Productive FIFA Executive Committee meeting
© Foto-net

The FIFA Executive Committee held its final meeting of 2007 in Tokyo on Saturday 15 December. A wide range of topics were discussed and a number of important decisions reached. FIFA President Joseph S. Blatter concluded proceedings by holding a well attended press conference and summarising the Executive Committee meeting. FIFA.com brings you the main points.

FIFA President Joseph S. Blatter

On officiating
"Referees on all levels are the key to the success of football. Over the next three years, there are two important points which we will be addressing: we want to prepare referees in the best possible way for the FIFA World Cup and also establish the RAP (Refereeing Assistance Programme) with close collaboration from the confederations and national associations. It is very important to provide support to referees, and this support needs to start at grass roots level. Education, discipline and respect are the main points here."

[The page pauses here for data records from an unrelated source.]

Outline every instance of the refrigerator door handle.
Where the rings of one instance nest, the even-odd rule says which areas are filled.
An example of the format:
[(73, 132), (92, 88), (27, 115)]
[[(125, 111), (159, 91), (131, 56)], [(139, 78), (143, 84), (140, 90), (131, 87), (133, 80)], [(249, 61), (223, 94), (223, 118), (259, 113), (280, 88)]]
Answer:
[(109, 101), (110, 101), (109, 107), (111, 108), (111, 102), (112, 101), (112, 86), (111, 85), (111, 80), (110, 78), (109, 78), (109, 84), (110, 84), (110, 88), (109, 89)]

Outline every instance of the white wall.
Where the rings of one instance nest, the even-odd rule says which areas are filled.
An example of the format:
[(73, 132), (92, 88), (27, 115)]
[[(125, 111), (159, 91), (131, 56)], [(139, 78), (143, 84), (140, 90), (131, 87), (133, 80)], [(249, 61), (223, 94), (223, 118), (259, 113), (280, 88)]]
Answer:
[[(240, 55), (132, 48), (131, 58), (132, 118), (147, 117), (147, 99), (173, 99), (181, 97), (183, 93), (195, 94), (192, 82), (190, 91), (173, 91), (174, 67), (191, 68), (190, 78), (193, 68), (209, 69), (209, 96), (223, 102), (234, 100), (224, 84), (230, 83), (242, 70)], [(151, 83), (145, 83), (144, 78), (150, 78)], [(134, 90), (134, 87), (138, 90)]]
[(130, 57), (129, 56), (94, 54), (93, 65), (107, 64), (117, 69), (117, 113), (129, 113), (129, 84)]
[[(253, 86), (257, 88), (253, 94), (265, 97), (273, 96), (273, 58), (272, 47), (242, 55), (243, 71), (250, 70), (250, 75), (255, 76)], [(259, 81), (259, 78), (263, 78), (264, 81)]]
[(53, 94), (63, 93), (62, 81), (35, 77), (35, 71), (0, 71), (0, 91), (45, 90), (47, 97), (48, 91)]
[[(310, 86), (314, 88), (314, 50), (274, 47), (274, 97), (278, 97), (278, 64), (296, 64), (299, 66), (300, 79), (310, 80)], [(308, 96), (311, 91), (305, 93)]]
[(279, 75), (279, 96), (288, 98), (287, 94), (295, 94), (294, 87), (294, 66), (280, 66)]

On the FIFA Club World Cup Japan 2007
"The FIFA Executive Committee is highly satisfied with the organisation of this competition. All involved have done a great job."

On playing at altitude
"We listened to a report given by Dr Michel D'Hooghe, chairman of the FIFA Sports Medical Committee. At the end of October, a symposium on football in extreme conditions was held, with the most important topic being games played at high altitude. We have made a clear decision, stating that no international football matches are to be played at more than 2,750 metres above sea-level without the appropriate acclimatisation."

On legal sporting matters
"Promotion and relegation on sporting grounds are a must. In Spain at the beginning of this season we had the case of a club which changed its name and where it played, and then won promotion. This will no longer be possible in the future. The rules governing such matters will be changed accordingly. The Executive Committee today ratified an article to this end which will be presented at the 2008 congress in Sydney."

On the World Anti-Doping Agency WADA
"FIFA carries out the highest number of drugs tests throughout the world. There is no perfect solution to the doping problem, but we are working hard. We are pleased that the new WADA code states that cases will be dealt with individually, meaning that bans will be worked out on a case-by-case basis. That is very important. We will be meeting the new WADA president John Fahey for talks in February 2008."

On goal-line technology
"We need to wait until the final two games of the FIFA Club World Cup 2007 have been played and then analyse the results in detail. Afterwards we will present this subject to the International FA Board and see where we go from there."

On women's football
"We will provide the necessary financial support for women's football to continue to improve and to further promote the FIFA U-20 Women's World Cup Chile 2008 and the FIFA U-17 Women's World Cup New Zealand 2008. Over the past 15 years, women's football has come on noticeably in all of the confederations. Women's football is now played throughout the world."

On the 6+5 rule
"Teams' national identities need to be preserved, and this tendency has been observed by all of the teams at the FIFA Club World Cup 2007. I am very pleased that more and more clubs are moving in this direction."